In Stanford’s search for new narratives you get neo-Modernist plot lines that remind you a little of Robert Penn Warren and a lot of James Dickey. That passage quoted above footnotes rather than renders its narrative situation. Stanford’s narrations— “he let me call him Snatch instead / of Mr. Snatch”—make you wonder if any of his local places, his local colors, his local crossroads, exist in time or only in the realm of poetry because they’ve become electrically transfigured. I think of a poem like James Dickey’s “The Heaven of Animals” as a precursor for the ways Stanford bends narratives of place to surrender to art:
with a feather I ordered them
to salute the adventures
of their skin
the blue like a constellation
of women prepared to undress
the yellow one who yodeled
the twig’s tornado
the orange one to be done with another poet
the final one hanging
like the noose of midnight
the rainbow of pure reason
the fork in the flooded road
the hypotenuse of the spittoon
These lines exemplify a narrative of psychic reorientation. They argue that the landscape one lives in begins always with your own body.
Second, Stanford’s trust in a private imagination might remind you of his affection for Faulknerian realities. The older Snatch allows the poet into his company because the poet is a master of the bell-ringing ricochet. That same alert respect for action and character comes across again and again in Stanford’s poems, especially when you meet his infamous cadre of buddies: O.Z., Tangle Eye, Chinaman, Ray Baby, Six Toes, to name only a few. These dudes are blood brothers in the spirit of Kerouac:
Before he stole Mr. Charlie’s sedan
Chinaman rocked along the cuts dead easy,
chopping cotton, singing like a kaydid.
It was a long time ago on a low turn row,
when he took his bimbo for a ride
in the bossman’s car.

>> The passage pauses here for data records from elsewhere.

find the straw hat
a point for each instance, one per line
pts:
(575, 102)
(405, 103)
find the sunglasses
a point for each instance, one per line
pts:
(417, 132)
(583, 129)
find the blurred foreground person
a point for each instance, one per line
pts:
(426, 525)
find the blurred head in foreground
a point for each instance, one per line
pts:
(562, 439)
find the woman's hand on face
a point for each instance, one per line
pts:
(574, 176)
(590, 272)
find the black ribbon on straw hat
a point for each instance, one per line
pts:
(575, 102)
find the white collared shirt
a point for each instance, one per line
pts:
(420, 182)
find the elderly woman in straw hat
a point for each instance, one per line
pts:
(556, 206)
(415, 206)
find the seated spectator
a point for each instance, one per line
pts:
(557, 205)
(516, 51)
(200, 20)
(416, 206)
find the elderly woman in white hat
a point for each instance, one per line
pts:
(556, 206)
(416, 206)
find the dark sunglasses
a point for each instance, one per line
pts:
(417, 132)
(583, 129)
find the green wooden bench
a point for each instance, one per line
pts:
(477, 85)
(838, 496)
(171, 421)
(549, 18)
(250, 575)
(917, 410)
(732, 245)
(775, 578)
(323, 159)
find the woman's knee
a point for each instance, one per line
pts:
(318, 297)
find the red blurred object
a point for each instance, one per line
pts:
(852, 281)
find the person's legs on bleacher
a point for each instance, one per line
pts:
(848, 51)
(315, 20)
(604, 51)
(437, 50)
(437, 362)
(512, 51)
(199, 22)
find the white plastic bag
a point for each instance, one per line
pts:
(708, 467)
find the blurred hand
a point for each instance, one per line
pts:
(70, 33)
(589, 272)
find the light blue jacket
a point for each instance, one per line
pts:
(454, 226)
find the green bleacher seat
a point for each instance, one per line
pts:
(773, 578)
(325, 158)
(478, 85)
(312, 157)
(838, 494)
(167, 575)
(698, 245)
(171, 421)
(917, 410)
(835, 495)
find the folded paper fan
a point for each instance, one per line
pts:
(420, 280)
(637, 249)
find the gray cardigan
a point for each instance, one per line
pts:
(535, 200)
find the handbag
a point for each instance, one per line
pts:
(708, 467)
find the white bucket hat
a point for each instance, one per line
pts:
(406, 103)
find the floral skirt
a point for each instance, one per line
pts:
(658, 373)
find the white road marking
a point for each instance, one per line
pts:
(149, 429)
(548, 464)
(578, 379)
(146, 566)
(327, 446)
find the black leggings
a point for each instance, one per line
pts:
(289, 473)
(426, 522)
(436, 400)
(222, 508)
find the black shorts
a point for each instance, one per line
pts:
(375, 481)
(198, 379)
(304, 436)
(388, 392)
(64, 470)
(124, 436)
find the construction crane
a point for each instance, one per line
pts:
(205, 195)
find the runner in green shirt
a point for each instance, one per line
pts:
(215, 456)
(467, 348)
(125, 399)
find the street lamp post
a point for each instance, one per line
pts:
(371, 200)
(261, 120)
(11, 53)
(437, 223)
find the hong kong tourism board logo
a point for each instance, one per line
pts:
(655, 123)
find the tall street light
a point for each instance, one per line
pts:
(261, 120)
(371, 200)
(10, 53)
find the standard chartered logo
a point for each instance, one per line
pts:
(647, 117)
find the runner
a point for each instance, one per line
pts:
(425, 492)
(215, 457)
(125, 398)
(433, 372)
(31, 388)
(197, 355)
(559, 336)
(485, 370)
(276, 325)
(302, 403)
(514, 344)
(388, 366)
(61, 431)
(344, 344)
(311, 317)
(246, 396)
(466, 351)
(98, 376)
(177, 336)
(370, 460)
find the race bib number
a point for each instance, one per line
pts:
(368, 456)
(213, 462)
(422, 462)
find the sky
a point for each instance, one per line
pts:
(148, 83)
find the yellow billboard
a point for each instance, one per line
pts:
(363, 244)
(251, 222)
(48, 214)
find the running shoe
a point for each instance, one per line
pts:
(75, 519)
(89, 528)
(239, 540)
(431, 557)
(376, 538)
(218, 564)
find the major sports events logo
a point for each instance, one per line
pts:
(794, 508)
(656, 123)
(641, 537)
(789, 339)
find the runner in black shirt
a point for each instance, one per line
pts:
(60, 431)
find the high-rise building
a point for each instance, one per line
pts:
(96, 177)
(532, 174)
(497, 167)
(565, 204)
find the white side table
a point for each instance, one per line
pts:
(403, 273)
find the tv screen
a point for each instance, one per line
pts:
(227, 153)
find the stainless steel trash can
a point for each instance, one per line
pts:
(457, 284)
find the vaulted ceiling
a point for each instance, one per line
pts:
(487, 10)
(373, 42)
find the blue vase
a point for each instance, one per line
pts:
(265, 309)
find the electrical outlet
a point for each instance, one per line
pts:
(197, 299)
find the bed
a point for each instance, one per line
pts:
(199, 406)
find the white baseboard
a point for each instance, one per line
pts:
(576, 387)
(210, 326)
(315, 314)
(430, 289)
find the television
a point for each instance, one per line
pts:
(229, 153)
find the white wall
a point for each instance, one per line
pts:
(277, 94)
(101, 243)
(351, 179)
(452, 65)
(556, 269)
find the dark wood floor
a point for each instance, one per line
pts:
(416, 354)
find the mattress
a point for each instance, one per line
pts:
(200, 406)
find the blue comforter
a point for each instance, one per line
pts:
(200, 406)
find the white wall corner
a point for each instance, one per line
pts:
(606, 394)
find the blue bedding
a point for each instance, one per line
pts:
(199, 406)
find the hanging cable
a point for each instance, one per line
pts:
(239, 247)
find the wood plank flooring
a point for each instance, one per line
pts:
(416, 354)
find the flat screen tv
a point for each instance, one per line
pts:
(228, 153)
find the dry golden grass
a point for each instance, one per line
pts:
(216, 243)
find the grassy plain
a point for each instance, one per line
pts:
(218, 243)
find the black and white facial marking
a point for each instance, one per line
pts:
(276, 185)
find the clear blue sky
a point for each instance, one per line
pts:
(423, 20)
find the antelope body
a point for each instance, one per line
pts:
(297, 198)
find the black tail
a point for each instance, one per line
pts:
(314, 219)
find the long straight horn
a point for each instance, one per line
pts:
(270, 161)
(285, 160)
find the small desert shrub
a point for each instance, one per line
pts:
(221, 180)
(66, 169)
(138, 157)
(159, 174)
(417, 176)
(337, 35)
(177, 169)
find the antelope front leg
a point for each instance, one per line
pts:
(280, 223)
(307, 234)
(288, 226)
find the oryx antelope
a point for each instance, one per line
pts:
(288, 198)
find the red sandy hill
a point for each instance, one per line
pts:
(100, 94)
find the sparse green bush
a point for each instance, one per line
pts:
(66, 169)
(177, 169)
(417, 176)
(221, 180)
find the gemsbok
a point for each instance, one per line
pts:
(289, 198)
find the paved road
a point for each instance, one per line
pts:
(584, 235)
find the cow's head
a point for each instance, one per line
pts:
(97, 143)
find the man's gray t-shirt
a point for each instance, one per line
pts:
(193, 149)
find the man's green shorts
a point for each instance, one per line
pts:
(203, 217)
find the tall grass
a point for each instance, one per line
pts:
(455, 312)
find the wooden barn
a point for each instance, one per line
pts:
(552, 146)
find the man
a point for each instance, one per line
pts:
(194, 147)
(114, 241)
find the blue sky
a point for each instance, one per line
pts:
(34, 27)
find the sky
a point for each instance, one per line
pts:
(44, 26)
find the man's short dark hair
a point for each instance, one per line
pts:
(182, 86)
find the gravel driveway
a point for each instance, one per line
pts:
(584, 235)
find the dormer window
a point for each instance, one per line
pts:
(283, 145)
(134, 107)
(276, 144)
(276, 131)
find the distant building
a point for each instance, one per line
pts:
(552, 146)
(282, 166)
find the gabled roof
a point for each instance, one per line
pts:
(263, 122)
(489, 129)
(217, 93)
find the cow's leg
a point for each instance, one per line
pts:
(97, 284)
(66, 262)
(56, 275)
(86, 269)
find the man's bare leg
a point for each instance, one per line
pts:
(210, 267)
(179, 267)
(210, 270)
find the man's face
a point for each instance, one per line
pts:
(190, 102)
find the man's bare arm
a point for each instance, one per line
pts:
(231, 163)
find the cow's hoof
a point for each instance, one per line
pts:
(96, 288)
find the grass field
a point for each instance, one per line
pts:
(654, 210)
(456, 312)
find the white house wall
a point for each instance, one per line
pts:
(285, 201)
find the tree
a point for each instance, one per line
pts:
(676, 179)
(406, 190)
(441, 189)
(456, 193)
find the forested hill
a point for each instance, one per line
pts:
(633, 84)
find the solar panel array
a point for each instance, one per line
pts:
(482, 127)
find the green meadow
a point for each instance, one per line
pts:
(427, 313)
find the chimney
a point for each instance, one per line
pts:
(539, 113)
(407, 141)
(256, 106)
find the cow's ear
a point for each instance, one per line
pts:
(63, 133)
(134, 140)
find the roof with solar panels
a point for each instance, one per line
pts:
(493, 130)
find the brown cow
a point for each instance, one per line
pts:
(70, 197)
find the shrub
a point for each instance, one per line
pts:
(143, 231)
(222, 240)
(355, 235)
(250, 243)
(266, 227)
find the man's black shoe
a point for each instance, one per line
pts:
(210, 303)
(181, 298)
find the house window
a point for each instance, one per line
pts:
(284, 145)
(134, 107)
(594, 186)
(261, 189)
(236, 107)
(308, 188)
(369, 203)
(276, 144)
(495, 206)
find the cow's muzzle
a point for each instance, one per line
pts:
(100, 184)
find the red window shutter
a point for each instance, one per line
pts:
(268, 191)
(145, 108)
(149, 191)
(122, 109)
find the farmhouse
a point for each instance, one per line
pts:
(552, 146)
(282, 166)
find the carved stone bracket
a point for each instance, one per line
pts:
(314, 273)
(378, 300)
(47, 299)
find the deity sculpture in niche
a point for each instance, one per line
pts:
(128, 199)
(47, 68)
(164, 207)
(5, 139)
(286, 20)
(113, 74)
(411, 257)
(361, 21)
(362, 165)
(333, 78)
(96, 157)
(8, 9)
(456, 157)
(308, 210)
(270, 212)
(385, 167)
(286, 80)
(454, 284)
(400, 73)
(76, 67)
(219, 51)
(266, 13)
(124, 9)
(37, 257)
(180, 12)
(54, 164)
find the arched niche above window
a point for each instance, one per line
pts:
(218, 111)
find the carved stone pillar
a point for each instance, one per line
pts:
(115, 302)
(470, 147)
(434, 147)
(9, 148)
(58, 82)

They saw someone
getting buried in the Bogue Phalia River.
When Chinaman got picked up for stealing,
he told his gal to keep her mouth shut:
“Don’t say nothing, till I get out of prison.”
Third, Stanford’s half-sexual eroticism—“just a few pinballs and drinks and eats”—in which things like “fish hooks” and “homemade wine from a jar” become correlatives for the flesh, where the lonely and the loved are often as not “half naked” going “about their chores,” and where time and the human body untie in the “same pool”:
The night, the child, the moon, the drunken sailer
the woman who wears through her ring like
a pair of Levis that last and last,
the blind Negro who taught me how to strut
when I was six, the look you gave me
the other day, whoever you are, the brave
and the lonely, the animals that see us,
a long time before we shoot them, the bank robber,
the drifter, all of us drink
from the same pool. So, when we meet,
let’s float down together, sane,
stoned, drunk, whatever, like those indigo
dragonflies of spring that will be here
Finally there’s Stanford’s blazing, un-dreamy surrealism—“what’s up Snatch says I”—in which innocence is continuous:
Children trying on gloves. Children in the garden of their retinas.
The mystery of the ambushed clock, the mirror
Weighing down the thigh like a heavy knife.
Children like bullets in pain. Children
Like a cemetery of dreams, ships running guns.
Held to the veranda by a ghost and blackbird pie,
Held to the dark by invisible binoculars. Children
In the garden of the moon, provocateurs of meat.
“I don’t believe in tame poetry,” Stanford once said, “Poetry busts guts.” And so you get an American poetry that is wide-open to the flood of the imagination. And so finally there’s this. His poems will convince you a final characteristic of American poetry—that American poetry is always young, always renewing itself, and always ready for renewal.